A new evaluation platform, CATArena, has been developed to address the growing need for robust benchmarks that measure the learning capabilities of Large Language Model (LLM) agents. Researchers from Shanghai Jiao Tong University, AGI-Eval, and Meituan introduced the platform, which features an iterative, competitive peer-learning framework designed to assess both self-improvement and peer-learning in LLM agents.
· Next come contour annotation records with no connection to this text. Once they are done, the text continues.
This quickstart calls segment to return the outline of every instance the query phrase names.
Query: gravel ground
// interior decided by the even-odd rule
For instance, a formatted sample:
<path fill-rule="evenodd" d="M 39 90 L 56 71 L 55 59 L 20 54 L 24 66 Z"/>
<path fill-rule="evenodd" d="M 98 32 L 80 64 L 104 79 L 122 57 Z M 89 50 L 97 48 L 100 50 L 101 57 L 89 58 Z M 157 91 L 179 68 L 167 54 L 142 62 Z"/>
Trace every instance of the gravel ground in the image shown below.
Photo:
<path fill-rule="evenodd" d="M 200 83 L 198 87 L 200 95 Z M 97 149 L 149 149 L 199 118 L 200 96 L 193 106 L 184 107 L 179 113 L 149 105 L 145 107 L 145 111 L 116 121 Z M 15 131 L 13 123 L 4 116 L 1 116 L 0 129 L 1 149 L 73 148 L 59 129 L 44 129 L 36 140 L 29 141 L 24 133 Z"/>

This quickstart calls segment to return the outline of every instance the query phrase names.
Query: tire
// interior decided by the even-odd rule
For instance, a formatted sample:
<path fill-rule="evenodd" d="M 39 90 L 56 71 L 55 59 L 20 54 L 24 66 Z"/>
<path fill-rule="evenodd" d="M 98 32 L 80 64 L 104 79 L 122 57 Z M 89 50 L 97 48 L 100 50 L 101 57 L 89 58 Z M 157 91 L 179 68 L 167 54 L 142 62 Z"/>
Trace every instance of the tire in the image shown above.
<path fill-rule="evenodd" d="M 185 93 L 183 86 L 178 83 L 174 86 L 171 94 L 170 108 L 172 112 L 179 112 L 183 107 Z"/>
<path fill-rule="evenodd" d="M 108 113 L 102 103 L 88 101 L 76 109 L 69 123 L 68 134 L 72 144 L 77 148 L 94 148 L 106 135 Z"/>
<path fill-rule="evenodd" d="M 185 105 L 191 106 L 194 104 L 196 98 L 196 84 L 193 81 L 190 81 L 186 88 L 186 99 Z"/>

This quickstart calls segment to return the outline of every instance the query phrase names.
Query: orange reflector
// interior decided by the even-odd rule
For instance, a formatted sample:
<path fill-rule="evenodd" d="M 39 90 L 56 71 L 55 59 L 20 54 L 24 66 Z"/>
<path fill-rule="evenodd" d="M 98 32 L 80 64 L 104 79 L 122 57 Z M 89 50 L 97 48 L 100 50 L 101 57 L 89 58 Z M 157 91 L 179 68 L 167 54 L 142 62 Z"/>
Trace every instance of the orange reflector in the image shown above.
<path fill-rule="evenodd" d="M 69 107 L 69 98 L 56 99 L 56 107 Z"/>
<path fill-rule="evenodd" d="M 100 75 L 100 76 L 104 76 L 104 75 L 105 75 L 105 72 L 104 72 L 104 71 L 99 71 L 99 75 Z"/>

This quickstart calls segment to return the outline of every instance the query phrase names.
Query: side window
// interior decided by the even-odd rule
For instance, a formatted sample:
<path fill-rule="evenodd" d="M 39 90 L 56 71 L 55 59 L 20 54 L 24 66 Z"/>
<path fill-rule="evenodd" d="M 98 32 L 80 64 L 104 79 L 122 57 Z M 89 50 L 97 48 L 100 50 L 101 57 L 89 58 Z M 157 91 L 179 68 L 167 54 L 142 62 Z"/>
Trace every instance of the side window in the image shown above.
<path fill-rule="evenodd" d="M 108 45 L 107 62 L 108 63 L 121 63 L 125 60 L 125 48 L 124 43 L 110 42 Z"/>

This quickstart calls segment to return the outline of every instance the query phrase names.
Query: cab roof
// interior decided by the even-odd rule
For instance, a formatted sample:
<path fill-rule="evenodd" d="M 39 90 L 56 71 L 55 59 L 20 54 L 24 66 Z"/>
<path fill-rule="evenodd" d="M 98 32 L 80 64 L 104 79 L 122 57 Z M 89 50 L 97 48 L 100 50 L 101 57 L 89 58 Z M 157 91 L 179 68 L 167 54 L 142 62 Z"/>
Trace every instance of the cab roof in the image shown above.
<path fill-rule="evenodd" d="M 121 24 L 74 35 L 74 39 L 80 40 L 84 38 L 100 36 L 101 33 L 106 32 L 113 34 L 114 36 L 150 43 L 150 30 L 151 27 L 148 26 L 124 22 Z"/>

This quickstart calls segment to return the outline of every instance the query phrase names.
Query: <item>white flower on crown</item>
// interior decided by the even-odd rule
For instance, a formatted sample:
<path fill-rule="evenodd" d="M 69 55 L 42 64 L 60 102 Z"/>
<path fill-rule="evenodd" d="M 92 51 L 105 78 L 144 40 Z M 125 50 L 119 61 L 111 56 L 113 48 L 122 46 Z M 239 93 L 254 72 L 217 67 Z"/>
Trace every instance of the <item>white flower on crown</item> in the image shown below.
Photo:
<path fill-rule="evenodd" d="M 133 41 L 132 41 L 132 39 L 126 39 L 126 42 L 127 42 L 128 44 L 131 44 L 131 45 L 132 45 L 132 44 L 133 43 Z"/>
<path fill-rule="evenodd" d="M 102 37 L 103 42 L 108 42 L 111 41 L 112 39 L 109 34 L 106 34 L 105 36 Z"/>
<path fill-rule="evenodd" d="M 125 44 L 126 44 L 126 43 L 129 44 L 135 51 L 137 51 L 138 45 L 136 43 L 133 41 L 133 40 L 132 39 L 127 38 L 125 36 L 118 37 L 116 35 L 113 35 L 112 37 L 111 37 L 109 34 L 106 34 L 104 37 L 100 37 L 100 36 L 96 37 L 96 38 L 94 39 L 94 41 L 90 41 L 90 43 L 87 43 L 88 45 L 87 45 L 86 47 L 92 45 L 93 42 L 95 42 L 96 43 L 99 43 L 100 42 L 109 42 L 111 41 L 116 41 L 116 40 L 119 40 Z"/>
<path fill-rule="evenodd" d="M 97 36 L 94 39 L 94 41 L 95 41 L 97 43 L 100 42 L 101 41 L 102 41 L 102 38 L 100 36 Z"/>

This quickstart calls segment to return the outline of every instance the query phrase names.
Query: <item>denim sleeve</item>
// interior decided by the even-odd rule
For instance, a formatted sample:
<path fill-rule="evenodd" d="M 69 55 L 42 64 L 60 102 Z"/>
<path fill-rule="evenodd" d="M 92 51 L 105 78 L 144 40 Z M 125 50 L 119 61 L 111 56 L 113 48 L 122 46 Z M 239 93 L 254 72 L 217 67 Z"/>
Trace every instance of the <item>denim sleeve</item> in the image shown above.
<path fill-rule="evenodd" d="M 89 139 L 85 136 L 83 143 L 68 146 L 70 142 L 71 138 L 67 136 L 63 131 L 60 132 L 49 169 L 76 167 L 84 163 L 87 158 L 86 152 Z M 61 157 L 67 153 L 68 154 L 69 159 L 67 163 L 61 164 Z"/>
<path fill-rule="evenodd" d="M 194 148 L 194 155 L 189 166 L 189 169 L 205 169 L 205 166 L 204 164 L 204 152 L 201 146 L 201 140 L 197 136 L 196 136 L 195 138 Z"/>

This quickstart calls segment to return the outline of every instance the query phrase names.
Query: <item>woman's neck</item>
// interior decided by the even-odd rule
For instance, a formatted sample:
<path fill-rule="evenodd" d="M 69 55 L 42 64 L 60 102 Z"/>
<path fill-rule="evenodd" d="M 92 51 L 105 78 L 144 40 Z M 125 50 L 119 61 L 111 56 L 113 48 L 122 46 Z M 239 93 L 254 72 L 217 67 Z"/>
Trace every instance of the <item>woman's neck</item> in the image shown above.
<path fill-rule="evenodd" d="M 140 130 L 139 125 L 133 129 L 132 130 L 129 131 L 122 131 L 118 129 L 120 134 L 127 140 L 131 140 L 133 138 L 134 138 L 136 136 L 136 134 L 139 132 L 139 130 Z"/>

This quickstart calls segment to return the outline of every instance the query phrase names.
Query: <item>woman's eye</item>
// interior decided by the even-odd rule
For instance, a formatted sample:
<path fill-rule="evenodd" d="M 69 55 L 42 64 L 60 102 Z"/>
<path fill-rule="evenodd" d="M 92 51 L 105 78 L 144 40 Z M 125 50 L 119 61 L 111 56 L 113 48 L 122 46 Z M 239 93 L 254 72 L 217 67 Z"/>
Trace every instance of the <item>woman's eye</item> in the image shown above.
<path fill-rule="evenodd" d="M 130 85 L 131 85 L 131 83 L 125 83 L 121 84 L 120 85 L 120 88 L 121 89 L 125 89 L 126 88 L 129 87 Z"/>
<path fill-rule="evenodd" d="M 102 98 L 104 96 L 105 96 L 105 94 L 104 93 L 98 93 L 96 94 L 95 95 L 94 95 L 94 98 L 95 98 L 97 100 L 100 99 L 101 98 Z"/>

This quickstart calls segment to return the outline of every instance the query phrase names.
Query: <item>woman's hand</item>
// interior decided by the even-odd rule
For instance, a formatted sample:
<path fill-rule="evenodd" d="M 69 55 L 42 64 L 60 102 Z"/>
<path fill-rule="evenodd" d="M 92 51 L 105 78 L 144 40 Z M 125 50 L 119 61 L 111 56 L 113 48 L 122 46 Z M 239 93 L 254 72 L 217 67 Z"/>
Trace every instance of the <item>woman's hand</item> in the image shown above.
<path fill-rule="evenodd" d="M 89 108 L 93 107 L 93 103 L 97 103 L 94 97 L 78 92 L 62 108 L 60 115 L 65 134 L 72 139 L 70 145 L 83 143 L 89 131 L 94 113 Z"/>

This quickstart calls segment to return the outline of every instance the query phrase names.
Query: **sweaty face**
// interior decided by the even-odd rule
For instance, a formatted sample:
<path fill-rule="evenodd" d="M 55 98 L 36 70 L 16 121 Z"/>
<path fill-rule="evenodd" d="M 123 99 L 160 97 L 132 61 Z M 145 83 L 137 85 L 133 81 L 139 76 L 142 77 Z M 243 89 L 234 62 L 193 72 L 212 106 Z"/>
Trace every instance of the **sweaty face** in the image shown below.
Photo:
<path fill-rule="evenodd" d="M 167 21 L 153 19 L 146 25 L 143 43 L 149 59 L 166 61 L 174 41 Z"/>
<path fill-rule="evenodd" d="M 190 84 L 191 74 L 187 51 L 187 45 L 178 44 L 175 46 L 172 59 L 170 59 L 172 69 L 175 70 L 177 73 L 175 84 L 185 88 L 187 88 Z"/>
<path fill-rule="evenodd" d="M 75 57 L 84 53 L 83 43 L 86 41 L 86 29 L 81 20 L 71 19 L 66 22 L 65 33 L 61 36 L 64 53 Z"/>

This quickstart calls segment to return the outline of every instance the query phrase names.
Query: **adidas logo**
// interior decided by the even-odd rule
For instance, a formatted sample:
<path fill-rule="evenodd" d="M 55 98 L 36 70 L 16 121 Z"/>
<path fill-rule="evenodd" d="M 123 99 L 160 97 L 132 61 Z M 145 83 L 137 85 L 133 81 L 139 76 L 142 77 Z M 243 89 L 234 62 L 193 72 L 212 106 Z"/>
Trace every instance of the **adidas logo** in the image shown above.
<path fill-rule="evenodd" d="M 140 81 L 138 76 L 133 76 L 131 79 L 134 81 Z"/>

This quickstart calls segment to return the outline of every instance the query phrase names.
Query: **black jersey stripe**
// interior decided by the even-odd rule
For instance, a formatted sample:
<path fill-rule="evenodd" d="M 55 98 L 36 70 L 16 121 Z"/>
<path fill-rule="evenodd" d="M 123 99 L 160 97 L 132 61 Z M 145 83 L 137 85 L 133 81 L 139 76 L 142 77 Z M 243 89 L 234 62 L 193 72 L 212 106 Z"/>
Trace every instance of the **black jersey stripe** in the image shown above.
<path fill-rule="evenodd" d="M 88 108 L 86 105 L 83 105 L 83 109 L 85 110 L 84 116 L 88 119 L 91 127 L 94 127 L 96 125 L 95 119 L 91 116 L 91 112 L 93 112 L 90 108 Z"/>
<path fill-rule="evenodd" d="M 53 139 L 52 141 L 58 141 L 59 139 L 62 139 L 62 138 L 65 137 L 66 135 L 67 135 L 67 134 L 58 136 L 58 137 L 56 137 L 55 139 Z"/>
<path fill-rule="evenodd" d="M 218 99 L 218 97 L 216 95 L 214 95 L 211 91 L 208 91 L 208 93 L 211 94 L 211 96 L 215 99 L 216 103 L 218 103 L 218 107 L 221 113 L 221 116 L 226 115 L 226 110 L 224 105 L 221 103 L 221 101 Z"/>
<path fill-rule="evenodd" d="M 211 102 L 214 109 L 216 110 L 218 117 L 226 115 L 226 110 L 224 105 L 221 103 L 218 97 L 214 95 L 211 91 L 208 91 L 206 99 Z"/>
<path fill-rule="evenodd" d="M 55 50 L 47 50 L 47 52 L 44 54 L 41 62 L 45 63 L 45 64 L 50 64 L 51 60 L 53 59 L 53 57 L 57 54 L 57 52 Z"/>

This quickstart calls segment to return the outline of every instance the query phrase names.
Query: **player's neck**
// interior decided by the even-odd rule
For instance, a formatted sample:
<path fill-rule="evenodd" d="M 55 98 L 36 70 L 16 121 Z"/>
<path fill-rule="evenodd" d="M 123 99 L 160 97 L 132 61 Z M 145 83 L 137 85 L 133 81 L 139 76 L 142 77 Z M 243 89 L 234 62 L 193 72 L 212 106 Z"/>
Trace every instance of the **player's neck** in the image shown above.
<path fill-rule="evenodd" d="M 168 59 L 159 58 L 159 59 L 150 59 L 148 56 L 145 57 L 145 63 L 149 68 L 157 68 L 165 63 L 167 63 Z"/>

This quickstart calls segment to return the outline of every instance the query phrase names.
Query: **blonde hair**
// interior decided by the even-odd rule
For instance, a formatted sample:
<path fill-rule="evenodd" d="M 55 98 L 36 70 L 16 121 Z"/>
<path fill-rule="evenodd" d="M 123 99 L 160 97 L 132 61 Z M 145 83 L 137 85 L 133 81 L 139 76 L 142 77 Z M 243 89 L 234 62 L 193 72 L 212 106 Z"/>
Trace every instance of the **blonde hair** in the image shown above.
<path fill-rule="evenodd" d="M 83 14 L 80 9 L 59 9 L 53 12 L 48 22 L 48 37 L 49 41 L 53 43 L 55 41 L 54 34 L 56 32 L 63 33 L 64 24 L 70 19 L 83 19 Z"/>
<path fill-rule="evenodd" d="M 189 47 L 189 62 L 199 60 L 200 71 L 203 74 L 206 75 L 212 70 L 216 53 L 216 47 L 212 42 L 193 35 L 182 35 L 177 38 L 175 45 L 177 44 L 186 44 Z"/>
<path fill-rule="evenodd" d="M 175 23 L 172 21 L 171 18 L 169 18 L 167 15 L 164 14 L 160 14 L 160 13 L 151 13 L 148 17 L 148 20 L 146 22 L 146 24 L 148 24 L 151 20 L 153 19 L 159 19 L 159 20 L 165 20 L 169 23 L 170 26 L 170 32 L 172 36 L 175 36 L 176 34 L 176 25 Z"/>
Existing benchmarks often focus on end-to-end performance in fixed scenarios, leading to score saturation and a dependence on expert annotation. CATArena aims to overcome these limitations by providing an environment where agents refine strategies through repeated interactions and feedback in open-ended games. The CATArena platform includes four diverse board and card games with open-ended scoring. This allows for continuous and dynamic evaluation as agent capabilities advance. The framework evaluates strategy coding, learning ability, and generalizability. Experiments involving both minimal and commercial code agents demonstrate that CATArena offers a reliable, stable, and scalable method for benchmarking core agent abilities. The iterative peer-learning framework within CATArena requires agents to revise and update their strategies based on outcomes and policies observed in previous rounds. After each update, the agent policy codes compete against each other, generating dynamic performance rankings. The platform is extensible and adaptable to other types of open-ended tasks, facilitating the assessment of core agent abilities in new domains. The researchers conducted comparative performance evaluations and data analysis using self-developed minimal code agents and state-of-the-art commercial code agents. Results consistently showed that CATArena provided stable and reliable benchmarks for assessing agent capabilities and the agentic potential of the underlying LLMs. Future work plans to introduce a wider variety of more complex tasks to evaluate agents’ learning and other abilities from different perspectives.